The Defense Information Systems Agency has kicked off the recompete process for a contract to monitor traffic on secure and unclassified networks.

And a question DISA is asking in a new sources sought notice might pose a challenge to the incumbent contractor.

Known as "Acropolis," the contract has been held by Northrop Grumman since the system of network sensors was put into place in 2009. Northrop won the current version of Acropolis in 2015. That four-year contract has a ceiling value of $73.6 million, according to the company.

But in this Aug. 15 request for information, DISA asks whether any HUBzone small businesses can provide the required products and services. If at least two qualify under the RFI, Northrop will likely lose its shot at continuing as the prime contractor.

Acropolis 3.0, as it is being called, will be competed under one of several large IDIQ contracts although the exact one remains undecided. The current version was competed under the Encore II vehicle.

Acropolis was developed for Defense Cyber Operations analysts at the Cybersecurity Infrastructure Branch, out of which the analysts monitor and protect the Defense Information Network.

“Work performed on this contract is intended to support a broad range of high-quality technical, engineering, operational, sustainment and management functions and requires day-to-day 24x7x365 operations and maintenance labor on all hardware, processes, data, applications, databases, networks, sensors, sensor feeds, analytical tools and capabilities included within the Acropolis program’s mission space,” DISA writes in the RFI.

Acropolis was created by DISA and the National Security Agency to protect the Global Information Grid. Acropolis provides users a global view of traffic on NIPRNet for unclassified data and SIPRNet for classified data.

The system collects terabytes of data each day from alerts, logs and other sources via sensors and systems located throughout the network. The data feeds into cloud-based tools that the cyber analysts use.

There are several required capabilities.

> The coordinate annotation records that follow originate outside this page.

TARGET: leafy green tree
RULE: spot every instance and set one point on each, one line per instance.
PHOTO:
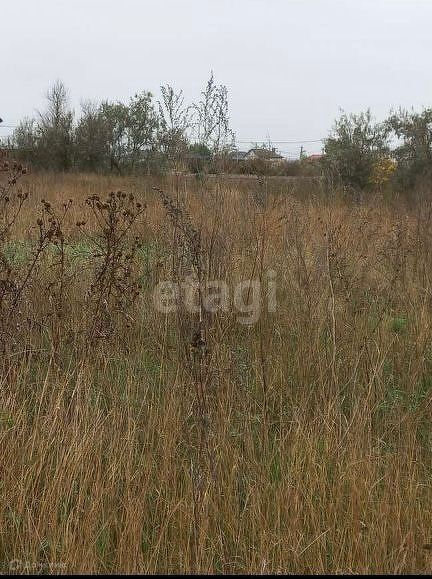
(91, 139)
(355, 144)
(413, 153)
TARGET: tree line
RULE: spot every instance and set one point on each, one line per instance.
(140, 135)
(363, 154)
(156, 136)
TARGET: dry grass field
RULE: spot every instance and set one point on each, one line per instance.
(140, 441)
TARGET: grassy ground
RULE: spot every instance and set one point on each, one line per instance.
(298, 444)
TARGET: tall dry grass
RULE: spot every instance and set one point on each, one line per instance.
(300, 444)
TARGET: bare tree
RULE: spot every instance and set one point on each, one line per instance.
(212, 117)
(174, 122)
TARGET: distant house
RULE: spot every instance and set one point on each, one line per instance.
(238, 155)
(268, 155)
(263, 154)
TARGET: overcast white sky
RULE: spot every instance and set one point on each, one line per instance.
(289, 65)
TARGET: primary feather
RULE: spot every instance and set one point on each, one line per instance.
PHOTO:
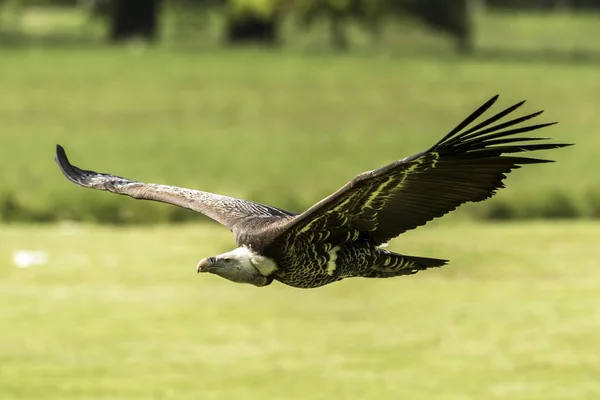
(341, 236)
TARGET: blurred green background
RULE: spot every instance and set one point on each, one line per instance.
(282, 102)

These include:

  • Develop a new architecture for Acropolis that can blend current DOD-owned and operate infrastructure with cloud-based Infrastructure as a Service.
  • Develop a tactical edge solution using open source software that will let the warfighter leverage Acropolis capabilities, even in areas with limited or no connectivity to DODIN.
  • Facilitate transition to a hybrid cloud architecture.
  • Introduce machine learning and artificial intelligence capabilities.
  • Expand use of commercial technologies.

Obviously, any bidder must meet security clearance of requirements through the Top Secret level.

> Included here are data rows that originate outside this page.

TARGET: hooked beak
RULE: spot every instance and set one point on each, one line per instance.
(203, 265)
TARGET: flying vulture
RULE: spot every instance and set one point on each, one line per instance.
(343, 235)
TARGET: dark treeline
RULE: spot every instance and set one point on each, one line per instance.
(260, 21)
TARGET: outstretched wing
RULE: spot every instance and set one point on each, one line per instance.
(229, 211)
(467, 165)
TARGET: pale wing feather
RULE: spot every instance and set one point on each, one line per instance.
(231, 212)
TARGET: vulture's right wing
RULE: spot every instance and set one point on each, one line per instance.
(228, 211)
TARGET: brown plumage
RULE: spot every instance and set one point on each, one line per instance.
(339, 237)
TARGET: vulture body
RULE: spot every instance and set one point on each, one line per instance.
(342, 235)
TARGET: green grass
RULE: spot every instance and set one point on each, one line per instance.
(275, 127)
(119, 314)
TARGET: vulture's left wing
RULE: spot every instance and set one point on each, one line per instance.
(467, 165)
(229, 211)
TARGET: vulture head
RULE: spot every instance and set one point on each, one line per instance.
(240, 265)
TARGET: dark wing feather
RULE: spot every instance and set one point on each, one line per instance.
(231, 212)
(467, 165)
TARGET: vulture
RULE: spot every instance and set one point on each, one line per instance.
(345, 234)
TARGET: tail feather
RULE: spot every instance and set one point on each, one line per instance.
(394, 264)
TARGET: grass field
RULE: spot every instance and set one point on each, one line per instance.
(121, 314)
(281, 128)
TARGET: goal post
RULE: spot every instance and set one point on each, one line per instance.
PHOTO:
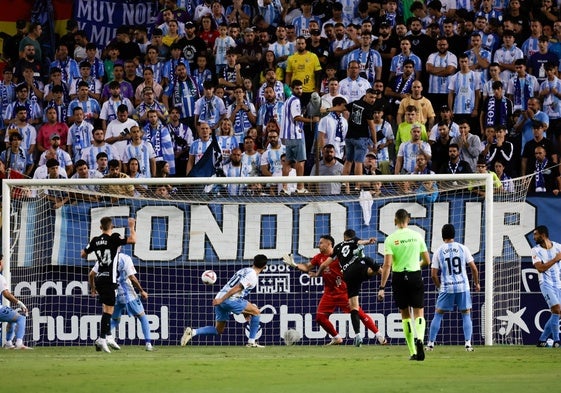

For the contract to be converted to a HUBzone or other small business set aside, the so-called "Rule of Two" applies. At least two HUBzone businesses must submit information in response to the RFI that shows they are capable of doing the work.

If two companies are found to be capable, then the competition will be a small business set-aside.

Northrop would likely join a small business bidder as a major teammate. But we’ll have to wait and see if that happens. The RFI does describe a pretty high bar for a HUBzone to clear.

Responses to the RFI are due Aug. 29.